過去のレシピも入手したところで、19世紀人の思考もインストールしていきましょう。例えば、自分が今、200年前の1820年代のウィーンを生きる氷菓職人で、1730年代と1820年代のレシピを理解して、アイスクリームを作る途上だとしましょう。そんな職人が幸か不幸か21世紀の日本にタイムリープしてしまいます。
異世界転生したとしてもアイスクリーム作りを忘れられない職人の自分は、「さて、弱ったぞ」と思うはずです。氷菓職人の自分は、ウィーンのグラーベン通りにあるレモネードの簡易型屋外販売店にレモンアイスクリームを納入しないといけない。氷菓職人は、異世界(現代日本)でもアイスクリームを作り始めます。それも、過去の2つのレシピから。
さて、買うべき材料は次の通り。
|
転生の際、初めに発見した村人A から話を訊いたところ、桶や容器はカインズというホームセンターで、食材(氷と塩含む)は近くのスーパーで買うとよいとのアドバイスをいただけました。まずはカインズに行ってみましょう。
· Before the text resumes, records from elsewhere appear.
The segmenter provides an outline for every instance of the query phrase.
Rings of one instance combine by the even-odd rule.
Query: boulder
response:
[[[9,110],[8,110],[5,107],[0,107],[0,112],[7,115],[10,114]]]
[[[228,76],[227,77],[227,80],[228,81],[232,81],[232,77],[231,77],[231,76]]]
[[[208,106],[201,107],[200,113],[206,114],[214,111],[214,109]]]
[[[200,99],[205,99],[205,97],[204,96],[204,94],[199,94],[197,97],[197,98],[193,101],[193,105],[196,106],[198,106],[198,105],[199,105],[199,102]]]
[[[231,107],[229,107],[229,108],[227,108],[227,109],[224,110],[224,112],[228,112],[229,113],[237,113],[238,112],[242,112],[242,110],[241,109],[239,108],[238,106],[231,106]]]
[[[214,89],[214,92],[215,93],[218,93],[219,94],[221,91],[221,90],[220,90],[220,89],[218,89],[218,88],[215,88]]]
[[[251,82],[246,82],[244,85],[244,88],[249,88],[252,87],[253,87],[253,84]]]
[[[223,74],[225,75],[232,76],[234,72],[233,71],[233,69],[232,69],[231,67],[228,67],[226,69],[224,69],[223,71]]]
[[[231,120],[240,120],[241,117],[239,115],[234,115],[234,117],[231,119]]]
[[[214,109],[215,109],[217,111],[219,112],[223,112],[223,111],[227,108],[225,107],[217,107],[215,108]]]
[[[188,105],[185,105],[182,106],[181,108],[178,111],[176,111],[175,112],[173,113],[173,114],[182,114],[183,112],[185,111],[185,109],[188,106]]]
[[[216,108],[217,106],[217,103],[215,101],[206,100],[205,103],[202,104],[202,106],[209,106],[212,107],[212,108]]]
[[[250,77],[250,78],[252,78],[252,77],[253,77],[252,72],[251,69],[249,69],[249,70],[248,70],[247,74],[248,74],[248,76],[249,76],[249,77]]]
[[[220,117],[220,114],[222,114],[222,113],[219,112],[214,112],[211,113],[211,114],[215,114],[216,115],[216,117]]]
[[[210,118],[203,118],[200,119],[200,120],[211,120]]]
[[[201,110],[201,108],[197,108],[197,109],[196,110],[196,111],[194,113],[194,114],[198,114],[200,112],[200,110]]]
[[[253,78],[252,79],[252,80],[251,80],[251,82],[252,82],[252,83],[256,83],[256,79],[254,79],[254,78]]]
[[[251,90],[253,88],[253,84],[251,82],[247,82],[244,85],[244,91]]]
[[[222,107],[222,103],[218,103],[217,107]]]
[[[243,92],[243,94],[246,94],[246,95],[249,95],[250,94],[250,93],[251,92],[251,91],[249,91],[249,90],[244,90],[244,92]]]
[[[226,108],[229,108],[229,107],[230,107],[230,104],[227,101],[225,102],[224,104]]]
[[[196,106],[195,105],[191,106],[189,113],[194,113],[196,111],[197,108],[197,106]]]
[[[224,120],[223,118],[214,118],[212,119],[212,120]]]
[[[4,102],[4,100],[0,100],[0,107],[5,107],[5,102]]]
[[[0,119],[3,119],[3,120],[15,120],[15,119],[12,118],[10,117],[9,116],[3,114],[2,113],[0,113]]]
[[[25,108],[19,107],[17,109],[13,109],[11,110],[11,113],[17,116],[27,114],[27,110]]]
徒歩でてくてく3時間ほど東のほうへ歩いていくと、村人Aに教えていただいたカインズ南砂町SUNAMO店に到着しました。ここで桶とすず製の容器を入手します。店員さんに該当の物があるかと質問すると、それに近しいものがあるとの回答で、置いてあるコーナーに向かいました。
「保存容器」「漬物用品」コーナーに到着
アイスであればしっかり凍らせられる容器ということで、「急速冷凍」というアルミ急速冷凍保存(M)を推薦され、こちらを手配しました。19世紀氷菓職人にとっても有益な情報となりますが、すず製の容器は低温下で使用すると「スズペスト※」という現象を引き起こすので、その点でもアルミ製容器でアイスクリームを作りたい次第です。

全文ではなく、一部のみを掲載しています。